火曜日は横浜でレースチームの練習会がありました。何本もダッシュを泳ぎこんでへろへろに疲れて帰宅しました。汚れ物を洗濯機で洗っている間に、お風呂場に飛び込み、シャワーで汗を流し、それから二階のベッドルームで髪を乾かしていると、突然階下で、ガタンと扉があく音がしました。二階の部屋を閉め切って、エアコンまでかけていると、門扉のチャイムの音はまったく聞こえません。「何の音だ!」と心臓が高鳴りました。恐る恐る階段をおりていくと、勝手口の暗闇の中から、「荷物の配達だよ。」という男性の声がしたので、私はもう腰を抜かしそうになりました。

「ばあば、ぼくだよ!頼まれた荷物の配達!合鍵であけて入ったの。
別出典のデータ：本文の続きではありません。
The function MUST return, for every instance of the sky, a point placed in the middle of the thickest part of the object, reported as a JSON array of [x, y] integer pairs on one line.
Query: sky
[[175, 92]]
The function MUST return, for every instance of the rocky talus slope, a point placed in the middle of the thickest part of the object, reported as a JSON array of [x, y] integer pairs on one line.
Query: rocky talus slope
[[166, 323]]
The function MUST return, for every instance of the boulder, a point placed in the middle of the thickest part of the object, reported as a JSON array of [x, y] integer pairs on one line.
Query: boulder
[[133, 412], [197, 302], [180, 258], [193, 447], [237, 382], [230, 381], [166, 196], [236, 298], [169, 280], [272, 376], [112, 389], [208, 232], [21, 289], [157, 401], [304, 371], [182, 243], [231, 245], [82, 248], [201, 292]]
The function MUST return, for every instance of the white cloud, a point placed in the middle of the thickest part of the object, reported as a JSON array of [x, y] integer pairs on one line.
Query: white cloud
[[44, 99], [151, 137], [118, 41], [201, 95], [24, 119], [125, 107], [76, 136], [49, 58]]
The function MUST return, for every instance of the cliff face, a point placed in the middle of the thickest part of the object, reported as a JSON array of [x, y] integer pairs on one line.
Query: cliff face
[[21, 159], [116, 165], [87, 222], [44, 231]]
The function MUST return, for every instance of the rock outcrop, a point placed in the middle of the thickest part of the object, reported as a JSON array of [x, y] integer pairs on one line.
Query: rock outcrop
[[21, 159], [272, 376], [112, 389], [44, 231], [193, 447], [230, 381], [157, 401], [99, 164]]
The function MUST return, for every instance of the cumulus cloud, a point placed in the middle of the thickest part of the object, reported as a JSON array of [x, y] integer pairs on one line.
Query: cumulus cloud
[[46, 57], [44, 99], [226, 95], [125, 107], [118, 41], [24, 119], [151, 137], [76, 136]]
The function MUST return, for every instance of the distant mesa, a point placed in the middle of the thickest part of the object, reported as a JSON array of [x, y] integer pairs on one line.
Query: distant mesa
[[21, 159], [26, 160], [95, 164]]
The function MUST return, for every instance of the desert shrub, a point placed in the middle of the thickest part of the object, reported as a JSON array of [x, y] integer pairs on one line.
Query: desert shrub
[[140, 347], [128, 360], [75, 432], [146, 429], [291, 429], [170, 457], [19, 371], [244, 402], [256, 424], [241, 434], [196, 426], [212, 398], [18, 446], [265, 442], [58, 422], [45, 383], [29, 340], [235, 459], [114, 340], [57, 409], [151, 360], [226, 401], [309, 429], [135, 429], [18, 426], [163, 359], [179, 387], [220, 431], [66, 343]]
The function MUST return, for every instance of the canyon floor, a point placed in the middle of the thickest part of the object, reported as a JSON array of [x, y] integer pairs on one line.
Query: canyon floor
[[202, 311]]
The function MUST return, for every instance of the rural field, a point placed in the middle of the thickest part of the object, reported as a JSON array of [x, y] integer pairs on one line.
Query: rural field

ダイニングの電気がついていたから、ばあば、留守じゃないんだなと思ったけど・・・二階にいたの?」と言いながら、突然大学生の孫が暗闇の中から姿をあらわした時には、「あ〜!びっくりしたぁ〜!もう、びっくりしたよぉ〜!」と叫びつつ、私はその場にへたへたとしゃがみこんでしまいました。

実は、この10日間ほど、我が家の車をこの大学生の孫に貸し出していて、聞けばさらにもう1週間ほど使いたいと言います。ところが、我が家のお米や、トイレットペーパーのストックも底をついてきて、車でスーパーへ買いに行かなければならないと言うと、「それなら僕が買ってきて、ばあばの家に届けるよ。」と言ってくれました。
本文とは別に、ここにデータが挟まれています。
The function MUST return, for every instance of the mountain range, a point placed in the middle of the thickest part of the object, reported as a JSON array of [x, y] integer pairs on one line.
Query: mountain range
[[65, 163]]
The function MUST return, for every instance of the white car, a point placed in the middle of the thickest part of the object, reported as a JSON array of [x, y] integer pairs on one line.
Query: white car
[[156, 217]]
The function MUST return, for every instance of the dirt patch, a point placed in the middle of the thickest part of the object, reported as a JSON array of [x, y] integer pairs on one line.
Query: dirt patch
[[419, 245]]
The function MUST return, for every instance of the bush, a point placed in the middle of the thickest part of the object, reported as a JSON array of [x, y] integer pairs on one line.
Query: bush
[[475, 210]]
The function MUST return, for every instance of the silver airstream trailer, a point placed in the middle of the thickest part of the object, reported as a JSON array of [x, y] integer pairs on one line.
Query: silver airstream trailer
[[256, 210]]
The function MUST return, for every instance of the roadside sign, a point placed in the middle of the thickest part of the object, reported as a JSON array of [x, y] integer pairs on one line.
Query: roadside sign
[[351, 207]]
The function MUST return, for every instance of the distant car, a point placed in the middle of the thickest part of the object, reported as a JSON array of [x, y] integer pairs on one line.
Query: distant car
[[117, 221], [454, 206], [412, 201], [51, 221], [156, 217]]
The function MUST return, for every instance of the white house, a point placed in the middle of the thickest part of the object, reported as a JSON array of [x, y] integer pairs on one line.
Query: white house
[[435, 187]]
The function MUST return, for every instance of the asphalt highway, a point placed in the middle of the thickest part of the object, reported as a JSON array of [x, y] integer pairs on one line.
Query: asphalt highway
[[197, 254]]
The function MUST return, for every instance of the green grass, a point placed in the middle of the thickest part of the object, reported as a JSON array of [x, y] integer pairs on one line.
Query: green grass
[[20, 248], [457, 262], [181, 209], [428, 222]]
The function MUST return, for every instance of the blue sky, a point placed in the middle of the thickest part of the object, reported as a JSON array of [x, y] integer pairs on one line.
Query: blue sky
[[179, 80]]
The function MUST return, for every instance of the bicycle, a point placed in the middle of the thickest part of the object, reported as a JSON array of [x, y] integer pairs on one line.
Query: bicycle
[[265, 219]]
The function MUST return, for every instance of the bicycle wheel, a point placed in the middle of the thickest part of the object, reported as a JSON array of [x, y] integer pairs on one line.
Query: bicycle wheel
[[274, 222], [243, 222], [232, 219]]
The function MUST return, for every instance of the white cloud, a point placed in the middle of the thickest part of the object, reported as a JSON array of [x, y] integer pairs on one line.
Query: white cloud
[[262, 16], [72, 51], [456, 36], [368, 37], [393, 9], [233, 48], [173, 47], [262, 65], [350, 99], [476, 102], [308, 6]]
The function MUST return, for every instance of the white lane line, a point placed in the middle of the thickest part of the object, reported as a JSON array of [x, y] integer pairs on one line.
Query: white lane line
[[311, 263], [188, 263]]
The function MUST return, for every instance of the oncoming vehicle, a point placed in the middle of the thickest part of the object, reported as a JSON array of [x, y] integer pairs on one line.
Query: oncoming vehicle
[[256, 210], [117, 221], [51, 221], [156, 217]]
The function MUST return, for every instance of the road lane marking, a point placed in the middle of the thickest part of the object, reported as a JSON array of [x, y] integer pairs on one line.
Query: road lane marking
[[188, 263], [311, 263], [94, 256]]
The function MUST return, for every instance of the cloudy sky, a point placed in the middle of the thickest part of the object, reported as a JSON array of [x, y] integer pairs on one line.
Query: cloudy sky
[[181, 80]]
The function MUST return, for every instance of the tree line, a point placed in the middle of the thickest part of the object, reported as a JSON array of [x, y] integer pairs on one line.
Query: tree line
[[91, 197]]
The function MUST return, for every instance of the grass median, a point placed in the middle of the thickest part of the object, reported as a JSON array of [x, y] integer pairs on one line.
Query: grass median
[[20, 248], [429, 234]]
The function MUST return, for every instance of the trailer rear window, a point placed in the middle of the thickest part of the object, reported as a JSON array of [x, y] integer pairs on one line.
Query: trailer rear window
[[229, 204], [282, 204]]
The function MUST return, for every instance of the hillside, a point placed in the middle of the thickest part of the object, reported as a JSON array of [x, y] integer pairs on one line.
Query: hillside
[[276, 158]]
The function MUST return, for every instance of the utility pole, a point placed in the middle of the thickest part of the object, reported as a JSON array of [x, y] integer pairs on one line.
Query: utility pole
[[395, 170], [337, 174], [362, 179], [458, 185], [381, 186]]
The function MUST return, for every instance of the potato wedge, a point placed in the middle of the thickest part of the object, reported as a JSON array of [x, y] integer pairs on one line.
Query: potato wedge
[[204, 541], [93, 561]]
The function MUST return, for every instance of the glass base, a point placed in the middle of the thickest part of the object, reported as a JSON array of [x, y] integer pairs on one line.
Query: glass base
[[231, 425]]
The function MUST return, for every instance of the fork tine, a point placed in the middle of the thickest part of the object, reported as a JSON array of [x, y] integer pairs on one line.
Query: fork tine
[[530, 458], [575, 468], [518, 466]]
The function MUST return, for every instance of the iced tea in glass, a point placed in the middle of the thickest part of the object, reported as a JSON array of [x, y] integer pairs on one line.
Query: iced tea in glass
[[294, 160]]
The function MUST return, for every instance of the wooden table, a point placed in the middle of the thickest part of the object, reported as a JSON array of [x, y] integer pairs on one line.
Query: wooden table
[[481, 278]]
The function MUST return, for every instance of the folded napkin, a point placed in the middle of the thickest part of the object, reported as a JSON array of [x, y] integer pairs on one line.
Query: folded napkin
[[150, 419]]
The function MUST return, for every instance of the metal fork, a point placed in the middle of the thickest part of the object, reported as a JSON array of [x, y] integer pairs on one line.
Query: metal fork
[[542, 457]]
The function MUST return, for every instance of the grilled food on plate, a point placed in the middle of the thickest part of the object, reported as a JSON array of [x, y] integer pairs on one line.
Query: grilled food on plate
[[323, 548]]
結局、お米の銘柄や、ペーパーの種類を間違われても困るので、娘が自分の家のものを購入するついでに、必要なものを買い求めてくれて、車の中に積み込んでおき、孫が我が家に立ち寄れる日に届けるという約束が成立しました。でもまさか、頼んだ翌日に、すぐ立ち寄ってくれるなんて、これではまるで、翌日配達で人気の、あのネット通販xxxxとそっくりではありませんか!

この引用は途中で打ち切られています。